Ya suena el timbre.
He dejado que el discapacitado llegue antes que yo al aula, me agrada pensar que por un día no llegará el último. Pretende abrir la puerta, pero en vano: con una muleta en cada brazo parece una misión imposible si no quiere perder el equilibrio o dejar caer los apuntes por el suelo. Giro yo el pomo, metiendo la mano desde su espalda y sonriéndole con cara de bueno. Él en cambio no me mira ni me dice palabra, sólo entra y cierra de inmediato con un sonoro portazo que por un milímetro no me destroza la nariz. Por la ventanuca, no contento, me hace un gesto desagradable, como de reprobación.
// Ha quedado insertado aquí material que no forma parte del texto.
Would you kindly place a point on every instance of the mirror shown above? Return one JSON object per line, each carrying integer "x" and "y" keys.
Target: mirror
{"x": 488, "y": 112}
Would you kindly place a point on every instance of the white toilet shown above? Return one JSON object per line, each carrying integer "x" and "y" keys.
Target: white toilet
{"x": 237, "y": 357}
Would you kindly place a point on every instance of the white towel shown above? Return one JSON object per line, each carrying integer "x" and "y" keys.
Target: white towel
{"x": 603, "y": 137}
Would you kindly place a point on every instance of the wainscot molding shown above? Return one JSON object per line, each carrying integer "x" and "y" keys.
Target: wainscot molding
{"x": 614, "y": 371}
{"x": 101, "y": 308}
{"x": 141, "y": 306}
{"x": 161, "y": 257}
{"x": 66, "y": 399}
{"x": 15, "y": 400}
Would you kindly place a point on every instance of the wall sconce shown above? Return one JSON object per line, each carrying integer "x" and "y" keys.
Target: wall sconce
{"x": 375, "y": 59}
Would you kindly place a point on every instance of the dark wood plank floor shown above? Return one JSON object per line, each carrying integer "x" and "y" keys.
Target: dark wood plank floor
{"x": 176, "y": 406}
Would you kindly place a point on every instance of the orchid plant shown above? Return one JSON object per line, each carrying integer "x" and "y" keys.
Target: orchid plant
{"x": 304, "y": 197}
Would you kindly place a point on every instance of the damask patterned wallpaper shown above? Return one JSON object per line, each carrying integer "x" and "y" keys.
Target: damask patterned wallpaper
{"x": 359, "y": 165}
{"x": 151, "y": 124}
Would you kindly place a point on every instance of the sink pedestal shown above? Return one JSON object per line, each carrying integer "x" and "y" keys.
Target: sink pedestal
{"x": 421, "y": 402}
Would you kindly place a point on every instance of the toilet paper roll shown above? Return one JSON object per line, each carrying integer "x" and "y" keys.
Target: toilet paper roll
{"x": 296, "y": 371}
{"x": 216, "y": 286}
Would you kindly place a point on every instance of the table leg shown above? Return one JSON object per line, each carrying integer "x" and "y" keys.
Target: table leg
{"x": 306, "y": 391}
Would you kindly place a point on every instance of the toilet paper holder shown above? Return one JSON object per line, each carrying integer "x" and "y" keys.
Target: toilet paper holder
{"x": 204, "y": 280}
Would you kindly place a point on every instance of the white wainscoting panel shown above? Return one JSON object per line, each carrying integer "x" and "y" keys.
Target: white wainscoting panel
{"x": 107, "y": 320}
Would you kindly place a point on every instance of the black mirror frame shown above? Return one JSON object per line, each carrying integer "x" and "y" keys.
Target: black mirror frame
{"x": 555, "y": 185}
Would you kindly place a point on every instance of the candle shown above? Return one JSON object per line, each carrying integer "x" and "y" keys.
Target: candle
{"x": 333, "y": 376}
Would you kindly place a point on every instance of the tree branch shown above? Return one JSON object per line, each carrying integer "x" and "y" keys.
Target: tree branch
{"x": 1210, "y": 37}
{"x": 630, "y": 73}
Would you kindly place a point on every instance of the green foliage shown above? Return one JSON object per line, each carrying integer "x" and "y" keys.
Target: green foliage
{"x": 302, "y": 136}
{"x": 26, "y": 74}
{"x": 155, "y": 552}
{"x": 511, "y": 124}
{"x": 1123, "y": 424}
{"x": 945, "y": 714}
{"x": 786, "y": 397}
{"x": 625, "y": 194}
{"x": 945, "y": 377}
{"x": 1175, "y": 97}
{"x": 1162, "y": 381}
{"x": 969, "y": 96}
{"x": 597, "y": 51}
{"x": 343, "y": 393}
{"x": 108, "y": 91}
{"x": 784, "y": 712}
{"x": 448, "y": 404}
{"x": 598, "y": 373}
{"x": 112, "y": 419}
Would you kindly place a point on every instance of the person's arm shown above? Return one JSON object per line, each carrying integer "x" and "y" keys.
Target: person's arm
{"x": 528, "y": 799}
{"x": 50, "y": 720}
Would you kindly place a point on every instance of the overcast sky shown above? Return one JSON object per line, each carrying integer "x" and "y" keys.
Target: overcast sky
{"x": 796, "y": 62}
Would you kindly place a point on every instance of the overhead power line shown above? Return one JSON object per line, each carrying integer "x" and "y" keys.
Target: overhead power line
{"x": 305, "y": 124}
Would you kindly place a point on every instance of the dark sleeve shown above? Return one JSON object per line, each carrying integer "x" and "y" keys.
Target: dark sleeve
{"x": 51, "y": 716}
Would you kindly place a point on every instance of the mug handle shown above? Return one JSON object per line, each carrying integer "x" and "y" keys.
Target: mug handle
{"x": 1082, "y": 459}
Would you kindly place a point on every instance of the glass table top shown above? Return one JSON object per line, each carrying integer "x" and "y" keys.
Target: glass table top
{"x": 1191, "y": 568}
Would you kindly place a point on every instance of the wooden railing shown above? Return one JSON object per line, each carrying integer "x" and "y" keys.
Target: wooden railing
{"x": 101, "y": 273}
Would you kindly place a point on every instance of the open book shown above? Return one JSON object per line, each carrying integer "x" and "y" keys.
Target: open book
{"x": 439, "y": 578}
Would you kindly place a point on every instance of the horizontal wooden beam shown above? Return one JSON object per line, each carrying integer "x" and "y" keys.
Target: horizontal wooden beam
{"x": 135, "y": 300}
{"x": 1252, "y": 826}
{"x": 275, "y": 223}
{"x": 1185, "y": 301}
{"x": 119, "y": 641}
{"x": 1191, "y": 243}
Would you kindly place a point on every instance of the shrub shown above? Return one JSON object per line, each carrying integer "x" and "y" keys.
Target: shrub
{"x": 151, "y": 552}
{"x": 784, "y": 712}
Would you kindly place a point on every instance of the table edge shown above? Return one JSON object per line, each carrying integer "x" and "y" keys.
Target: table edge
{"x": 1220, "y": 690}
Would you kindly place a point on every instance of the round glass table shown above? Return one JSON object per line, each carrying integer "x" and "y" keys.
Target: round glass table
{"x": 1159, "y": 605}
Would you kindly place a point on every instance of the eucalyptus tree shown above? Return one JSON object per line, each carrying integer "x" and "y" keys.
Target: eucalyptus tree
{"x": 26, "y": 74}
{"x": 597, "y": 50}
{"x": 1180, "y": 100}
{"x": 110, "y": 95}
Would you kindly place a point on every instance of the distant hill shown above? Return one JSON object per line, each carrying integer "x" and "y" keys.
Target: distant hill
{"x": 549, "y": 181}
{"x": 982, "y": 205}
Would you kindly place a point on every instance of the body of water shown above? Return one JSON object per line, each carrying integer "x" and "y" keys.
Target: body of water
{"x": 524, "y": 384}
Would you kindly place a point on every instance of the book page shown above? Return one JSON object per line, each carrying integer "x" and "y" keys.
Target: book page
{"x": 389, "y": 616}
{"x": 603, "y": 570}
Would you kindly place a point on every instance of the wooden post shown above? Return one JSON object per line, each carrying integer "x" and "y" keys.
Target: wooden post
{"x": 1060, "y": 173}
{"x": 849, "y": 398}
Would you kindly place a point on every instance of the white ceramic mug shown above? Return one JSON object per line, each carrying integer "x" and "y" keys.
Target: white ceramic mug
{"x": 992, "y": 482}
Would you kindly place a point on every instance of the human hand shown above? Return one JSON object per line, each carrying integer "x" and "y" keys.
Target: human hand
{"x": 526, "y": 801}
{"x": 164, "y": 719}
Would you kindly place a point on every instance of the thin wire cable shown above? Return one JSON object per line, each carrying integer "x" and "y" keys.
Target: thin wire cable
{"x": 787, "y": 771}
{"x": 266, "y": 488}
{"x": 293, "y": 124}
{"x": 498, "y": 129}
-¡Mierda! –exclaman por detrás dos compañeros que llegan jadeando al examen- ¡El lisiado ya ha entrado!
Los miro extrañado: ¿”El lisiado”?
-Vienes poco a clase tú ¿no? Sustituye al catedrático desde hace un mes y no permite que “nadie con piernas sanas” entre en el aula más tarde que él.
Giro la cabeza y observo por la ventanuca con qué dificultad mecánica el profesor discapacitado sube los tres escalones y alcanza el estrado. Reflexionando sólo un poco le veo toda la lógica a su razonamiento ortopédico-reivindicativo. Como también tiene una santa lógica que yo lo llame desde hoy -y como poco hasta el examen de septiembre- “el puto lisiado cabrón”.